Green Gratto
Green Gratto (inside) held off Unified to win the 2017 G1 Carter Handicap on Saturday. Photo by Joe Labozzetta/NYRA.

Comes word that Green Gratto is set to return to racing.

The 10-year-old New Jersey-bred last raced in 2018, and he last won a race April 8, 2017. He’s raced 65 times, owns nine wins, and in his career earned more than $1.1 million.

And this is why racing can’t have nice things.

Green Gratto was never a great horse and often was put in spots where he didn’t fit. But on his best days, he was a pretty darn good horse. April 8, 2017 was one of those best days; it’s the day he won the Grade 1 Carter Handicap by a neck at odds of 54-1.

That was his second graded win in three starts, following his score in that January’s Grade 3 Toboggan. And it was the third, and final, graded win of his career.

Like we said: not a great horse, but a pretty darn good one. Not too shabby for a runner who dropped into maiden claiming company – twice – to earn his diploma.

Green Gratto was retired following 12 consecutive defeats after his win in the Carter. In title defenses in the Carter and Toboggan, he finished 11th and sixth, respectively. It was pretty clearly time for the then-eight-year-old to enter the next phase.

And now – with different connections – he’s back in the entries.

In his first career, Green Gratto raced for trainer Gaston Grant, who, along with his brother Anthony Grant, owned him.

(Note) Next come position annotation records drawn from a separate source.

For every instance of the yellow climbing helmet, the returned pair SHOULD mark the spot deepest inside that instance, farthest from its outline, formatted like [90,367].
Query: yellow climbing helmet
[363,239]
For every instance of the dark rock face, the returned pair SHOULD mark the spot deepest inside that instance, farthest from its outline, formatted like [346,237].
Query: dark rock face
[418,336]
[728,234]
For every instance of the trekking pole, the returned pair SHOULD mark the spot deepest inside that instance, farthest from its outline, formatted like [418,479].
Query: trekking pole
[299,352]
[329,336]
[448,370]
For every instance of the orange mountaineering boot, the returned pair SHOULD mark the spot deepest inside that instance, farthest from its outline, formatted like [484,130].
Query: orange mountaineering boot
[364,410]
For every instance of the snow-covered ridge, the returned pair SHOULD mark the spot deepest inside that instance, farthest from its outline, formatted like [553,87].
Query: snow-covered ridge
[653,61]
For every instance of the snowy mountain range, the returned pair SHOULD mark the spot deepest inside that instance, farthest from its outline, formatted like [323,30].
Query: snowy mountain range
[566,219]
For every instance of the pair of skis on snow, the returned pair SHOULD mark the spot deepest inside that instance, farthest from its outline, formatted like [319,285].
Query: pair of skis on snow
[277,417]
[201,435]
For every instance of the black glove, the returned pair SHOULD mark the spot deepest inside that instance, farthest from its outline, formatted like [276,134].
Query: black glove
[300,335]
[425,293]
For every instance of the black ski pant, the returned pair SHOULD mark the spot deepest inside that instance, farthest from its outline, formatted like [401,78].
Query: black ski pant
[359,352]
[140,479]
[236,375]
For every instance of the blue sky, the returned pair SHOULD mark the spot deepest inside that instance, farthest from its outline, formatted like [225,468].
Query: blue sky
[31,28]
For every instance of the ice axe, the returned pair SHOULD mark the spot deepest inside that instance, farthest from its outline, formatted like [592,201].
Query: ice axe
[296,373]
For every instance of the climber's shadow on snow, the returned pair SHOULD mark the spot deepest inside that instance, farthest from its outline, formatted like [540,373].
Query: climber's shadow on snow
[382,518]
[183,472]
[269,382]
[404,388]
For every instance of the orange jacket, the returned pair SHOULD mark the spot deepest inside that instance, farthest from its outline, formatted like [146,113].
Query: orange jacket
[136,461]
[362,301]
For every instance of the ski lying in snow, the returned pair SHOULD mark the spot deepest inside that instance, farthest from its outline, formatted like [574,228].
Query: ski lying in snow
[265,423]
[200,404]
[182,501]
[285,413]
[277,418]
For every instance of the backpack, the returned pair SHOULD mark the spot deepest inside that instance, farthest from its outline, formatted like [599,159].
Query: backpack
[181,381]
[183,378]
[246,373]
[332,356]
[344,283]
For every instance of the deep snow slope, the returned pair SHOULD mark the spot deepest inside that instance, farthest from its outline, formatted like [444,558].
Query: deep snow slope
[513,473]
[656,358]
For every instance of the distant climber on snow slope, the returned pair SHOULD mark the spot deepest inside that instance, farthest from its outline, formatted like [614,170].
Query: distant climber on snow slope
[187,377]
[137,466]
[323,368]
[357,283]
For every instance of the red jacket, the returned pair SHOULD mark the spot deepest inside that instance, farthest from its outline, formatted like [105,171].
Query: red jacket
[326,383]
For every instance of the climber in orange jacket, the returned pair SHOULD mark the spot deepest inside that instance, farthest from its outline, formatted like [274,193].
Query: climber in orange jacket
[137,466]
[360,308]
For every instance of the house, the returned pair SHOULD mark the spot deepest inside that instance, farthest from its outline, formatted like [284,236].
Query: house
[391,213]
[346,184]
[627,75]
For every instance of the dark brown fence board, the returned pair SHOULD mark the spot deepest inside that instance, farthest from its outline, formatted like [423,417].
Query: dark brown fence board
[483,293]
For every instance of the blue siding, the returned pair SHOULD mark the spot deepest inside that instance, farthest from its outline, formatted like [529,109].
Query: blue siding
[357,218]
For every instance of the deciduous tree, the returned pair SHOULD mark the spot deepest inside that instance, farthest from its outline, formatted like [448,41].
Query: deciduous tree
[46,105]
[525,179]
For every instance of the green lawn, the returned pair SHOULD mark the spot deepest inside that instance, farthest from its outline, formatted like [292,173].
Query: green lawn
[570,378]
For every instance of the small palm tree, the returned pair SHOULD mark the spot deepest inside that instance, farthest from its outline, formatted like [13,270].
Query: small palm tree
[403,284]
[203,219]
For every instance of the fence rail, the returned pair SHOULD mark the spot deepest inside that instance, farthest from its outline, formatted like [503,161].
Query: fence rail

This time around, it’ll be for trainer Kathleen O’Connell and owners Norman and Liz Wilson, who race as Oakleaf Farm.

“I know the big uproar it caused the last time he was entered, but I think everyone needs to know that this is best for the horse and he has a forever home here,” Norman Wilson told the Daily Racing Form.

Green Gratto is in an optional claiming race for Jersey-breds Sunday, August 9 at Monmouth Park; he’s in for the $20,000 tag and is 8-1 on the morning line.

An effort to turn Green Gratto into a stallion failed – he proved to be infertile – and the Wilsons said that he then grew listless and dispirited on the farm. Hence, the return to the racetrack.

Let’s assume goodwill on the part of all the players: that Green Gratto really needed a job and that the owners and trainer are doing their level best for the horse.

Even so: it’s why racing can’t have nice things.

Because if something does happen to the horse, the problem doesn’t just belong to the Wilsons and O’Connell.

No, the problem will belong to racing as a whole.

For one thing, those arguments – that he needs a job, that he has a “forever home” – ring hollow. There are certainly other jobs available – witness 14-year-old Counter Move, who became an outrider’s pony after racing until he was 11 and earning over $400,00 – to a horse that needs one. And a forever home is hard to guarantee in the claiming ranks, in which anyone with enough money can grab him.

More broadly, how does one explain to the public that a 10-year-old who hadn’t raced in two years and hadn’t won in three needs to resume racing?

How to explain that it’s appropriate for a veteran campaigner who’s a millionaire to show up for a mid-level claiming tag that’s far beneath his most recent competitive level?

In fact, you can’t.

It’s the Wilsons’ choice, of course; it’s their horse. But there’s no argument that will convince anyone not already completely immersed in racing that this is a good idea. It’s a move that’s virtually all downside.

What’s more, while what little upside there is belongs entirely to the connections, the downside is socialized. The connections may lose a horse, but the sport as a whole will pay the public relations freight if something goes wrong.

So we’ll keep our fingers crossed that someone – New Jersey’s stewards, Monmouth Park management, or the Wilsons themselves – comes to their senses and scratches the old-timer. Failing that, we’ll hope for the best – whatever that might mean.